Turkey ranked 36th most innovative country in report

Turkey ranked 36th most innovative country in report

ISTANBUL
Turkey ranked 36th most innovative country in report Turkey is the 36th most innovative country in the world, according to the recently released Bloomberg Innovation Index.

With a score of 60.92, Turkey ranked 36 out of 84 countries in the 2016 index, retaining its position from 2015 after it had moved up a spot in 2014.  

The ranking began with over 200 economies, from which those that did not report data for at least six of seven categories measured were eliminated, trimming the list to 84, said Bloomberg in reporting the results of this year’s index. 

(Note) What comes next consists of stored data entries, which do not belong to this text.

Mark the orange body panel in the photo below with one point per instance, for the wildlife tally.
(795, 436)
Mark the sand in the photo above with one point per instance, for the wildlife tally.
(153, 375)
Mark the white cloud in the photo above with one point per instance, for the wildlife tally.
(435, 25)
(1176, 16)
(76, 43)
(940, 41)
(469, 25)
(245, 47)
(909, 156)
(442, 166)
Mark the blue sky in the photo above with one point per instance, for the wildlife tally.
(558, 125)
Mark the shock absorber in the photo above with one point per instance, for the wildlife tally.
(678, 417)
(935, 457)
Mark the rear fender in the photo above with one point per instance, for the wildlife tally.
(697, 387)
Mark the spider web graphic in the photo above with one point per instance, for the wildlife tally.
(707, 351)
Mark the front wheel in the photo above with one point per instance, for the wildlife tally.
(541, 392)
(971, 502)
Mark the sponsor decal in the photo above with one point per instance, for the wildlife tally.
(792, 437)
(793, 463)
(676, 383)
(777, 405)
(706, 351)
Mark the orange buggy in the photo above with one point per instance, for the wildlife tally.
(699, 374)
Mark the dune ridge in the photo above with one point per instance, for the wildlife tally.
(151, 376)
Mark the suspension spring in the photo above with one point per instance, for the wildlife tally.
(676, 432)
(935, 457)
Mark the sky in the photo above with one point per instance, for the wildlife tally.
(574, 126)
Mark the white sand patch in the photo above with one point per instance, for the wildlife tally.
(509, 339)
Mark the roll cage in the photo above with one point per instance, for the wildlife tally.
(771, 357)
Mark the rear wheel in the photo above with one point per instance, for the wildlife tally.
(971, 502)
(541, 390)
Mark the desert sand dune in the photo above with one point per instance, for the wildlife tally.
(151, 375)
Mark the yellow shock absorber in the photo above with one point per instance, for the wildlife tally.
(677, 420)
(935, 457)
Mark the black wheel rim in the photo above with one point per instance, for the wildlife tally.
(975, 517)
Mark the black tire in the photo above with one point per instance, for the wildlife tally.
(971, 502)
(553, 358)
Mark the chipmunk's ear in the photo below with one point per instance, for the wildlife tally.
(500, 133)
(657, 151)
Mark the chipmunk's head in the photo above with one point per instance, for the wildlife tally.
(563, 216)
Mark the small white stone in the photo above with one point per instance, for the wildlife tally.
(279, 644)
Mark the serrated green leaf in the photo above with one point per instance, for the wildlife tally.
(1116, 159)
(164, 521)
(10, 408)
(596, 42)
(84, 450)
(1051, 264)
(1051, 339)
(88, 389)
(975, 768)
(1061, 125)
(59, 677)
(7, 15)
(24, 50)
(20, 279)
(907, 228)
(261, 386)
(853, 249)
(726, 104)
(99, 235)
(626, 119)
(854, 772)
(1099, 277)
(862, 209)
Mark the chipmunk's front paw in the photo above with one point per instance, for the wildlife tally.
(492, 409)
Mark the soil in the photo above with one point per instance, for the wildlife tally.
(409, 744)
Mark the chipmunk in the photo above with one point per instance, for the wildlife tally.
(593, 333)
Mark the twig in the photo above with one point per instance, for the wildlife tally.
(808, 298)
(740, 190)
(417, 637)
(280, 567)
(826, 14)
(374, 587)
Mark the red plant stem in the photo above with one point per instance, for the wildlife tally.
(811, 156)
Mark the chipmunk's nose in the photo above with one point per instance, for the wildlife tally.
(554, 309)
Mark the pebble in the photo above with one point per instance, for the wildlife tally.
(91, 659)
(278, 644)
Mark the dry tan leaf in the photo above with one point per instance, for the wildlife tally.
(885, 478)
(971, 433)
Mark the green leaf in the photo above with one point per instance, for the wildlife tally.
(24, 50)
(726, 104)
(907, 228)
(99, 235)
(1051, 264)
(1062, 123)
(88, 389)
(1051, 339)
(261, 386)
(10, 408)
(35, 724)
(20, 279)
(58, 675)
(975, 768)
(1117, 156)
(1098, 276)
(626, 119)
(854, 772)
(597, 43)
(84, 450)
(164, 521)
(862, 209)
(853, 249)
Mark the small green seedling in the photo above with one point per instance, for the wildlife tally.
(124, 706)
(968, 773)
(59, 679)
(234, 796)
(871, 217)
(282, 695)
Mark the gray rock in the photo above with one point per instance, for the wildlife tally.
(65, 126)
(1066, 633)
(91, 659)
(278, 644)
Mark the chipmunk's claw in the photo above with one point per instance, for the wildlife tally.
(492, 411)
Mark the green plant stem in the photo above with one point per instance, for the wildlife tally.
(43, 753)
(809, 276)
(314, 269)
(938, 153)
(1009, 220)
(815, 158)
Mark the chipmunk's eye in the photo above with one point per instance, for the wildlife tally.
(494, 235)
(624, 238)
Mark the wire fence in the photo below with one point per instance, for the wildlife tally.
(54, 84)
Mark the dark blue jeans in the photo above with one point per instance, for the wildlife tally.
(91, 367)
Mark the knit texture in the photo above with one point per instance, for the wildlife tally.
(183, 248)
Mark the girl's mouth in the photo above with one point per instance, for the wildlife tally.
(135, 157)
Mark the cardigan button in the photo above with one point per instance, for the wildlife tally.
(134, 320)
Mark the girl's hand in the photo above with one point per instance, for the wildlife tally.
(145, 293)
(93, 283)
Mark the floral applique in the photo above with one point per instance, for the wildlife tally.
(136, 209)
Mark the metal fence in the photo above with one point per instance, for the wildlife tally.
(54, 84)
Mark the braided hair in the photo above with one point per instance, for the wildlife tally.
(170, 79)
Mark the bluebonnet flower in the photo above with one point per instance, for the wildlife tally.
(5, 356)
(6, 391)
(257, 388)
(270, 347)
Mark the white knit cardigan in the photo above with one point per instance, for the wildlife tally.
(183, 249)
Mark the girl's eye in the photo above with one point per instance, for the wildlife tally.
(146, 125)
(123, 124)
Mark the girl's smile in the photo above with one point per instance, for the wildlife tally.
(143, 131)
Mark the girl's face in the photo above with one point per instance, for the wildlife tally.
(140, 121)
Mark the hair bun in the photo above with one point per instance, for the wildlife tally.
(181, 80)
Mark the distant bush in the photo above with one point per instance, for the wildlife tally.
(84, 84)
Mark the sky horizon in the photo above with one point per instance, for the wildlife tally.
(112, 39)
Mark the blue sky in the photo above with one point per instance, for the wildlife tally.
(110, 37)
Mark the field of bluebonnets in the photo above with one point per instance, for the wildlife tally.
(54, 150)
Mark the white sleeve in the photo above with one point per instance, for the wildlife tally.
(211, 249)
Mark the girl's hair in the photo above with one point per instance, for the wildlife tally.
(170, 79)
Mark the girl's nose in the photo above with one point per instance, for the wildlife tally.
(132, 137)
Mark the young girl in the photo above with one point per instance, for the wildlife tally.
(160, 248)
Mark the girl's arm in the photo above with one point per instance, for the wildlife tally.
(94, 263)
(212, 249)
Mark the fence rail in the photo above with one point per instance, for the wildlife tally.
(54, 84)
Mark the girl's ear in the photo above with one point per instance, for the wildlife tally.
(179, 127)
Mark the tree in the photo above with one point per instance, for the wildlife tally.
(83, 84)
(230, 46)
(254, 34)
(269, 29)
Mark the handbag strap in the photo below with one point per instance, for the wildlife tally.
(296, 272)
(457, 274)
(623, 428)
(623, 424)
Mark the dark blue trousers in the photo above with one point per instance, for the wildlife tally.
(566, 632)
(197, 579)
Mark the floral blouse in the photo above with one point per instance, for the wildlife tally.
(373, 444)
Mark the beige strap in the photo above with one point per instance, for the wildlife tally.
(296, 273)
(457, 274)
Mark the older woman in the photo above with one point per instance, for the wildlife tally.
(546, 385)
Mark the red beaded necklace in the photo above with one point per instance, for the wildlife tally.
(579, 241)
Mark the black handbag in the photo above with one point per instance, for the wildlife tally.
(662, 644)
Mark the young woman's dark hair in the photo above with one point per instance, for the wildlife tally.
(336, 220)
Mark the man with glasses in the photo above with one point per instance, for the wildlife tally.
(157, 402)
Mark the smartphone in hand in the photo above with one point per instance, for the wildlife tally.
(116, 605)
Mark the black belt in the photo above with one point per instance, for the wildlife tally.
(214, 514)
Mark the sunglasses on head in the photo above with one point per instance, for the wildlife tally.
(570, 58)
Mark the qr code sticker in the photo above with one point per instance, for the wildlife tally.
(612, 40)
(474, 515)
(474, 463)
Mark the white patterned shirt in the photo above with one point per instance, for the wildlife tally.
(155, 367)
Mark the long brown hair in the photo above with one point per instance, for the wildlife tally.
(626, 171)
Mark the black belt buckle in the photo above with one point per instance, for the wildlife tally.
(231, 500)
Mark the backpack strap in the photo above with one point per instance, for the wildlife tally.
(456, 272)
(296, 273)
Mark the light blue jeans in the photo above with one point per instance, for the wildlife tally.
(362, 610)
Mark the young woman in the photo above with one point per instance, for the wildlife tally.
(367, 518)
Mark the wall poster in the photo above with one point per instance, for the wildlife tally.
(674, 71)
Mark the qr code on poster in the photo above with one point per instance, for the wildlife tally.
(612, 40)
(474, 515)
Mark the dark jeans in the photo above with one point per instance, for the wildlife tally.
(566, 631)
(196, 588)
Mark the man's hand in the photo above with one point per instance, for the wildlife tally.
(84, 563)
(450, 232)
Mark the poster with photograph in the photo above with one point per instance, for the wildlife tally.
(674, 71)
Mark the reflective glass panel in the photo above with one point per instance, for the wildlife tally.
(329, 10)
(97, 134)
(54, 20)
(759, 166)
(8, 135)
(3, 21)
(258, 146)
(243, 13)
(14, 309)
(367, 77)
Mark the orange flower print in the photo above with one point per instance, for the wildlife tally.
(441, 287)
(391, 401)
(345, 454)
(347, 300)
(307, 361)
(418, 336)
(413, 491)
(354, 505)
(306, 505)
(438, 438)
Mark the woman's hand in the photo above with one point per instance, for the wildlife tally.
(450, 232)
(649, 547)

Bloomberg bases its methodology on seven criteria: research and development (R&D), manufacturing value-added, productivity, high-tech density, tertiary efficiency, researcher concentration and patent activity.

Turkey took the highest grade in manufacturing with the high value-added criterion, but ranked worst in researcher concentration at 44. 

Six of the top 10 economies hail from Europe, and three from Asia.

In the world of ideas, South Korea is king, according to the index. 

Germany, Sweden, Japan and Switzerland rounded out the top five in the 2016 Bloomberg Innovation Index, which scored economies using factors including research and development spending and concentration of high-tech public companies.

Singapore and Finland followed these countries, and the world’s largest economy, the United States, was eighth in the rankings. Denmark and France rounded out the top 10. Israel followed these countries at number 11.

The placement for the world’s second-largest economy, China, at No. 21 in the innovation index is reasonable given its status as a developing country in which technologies are largely copied rather than created, according to Bloomberg.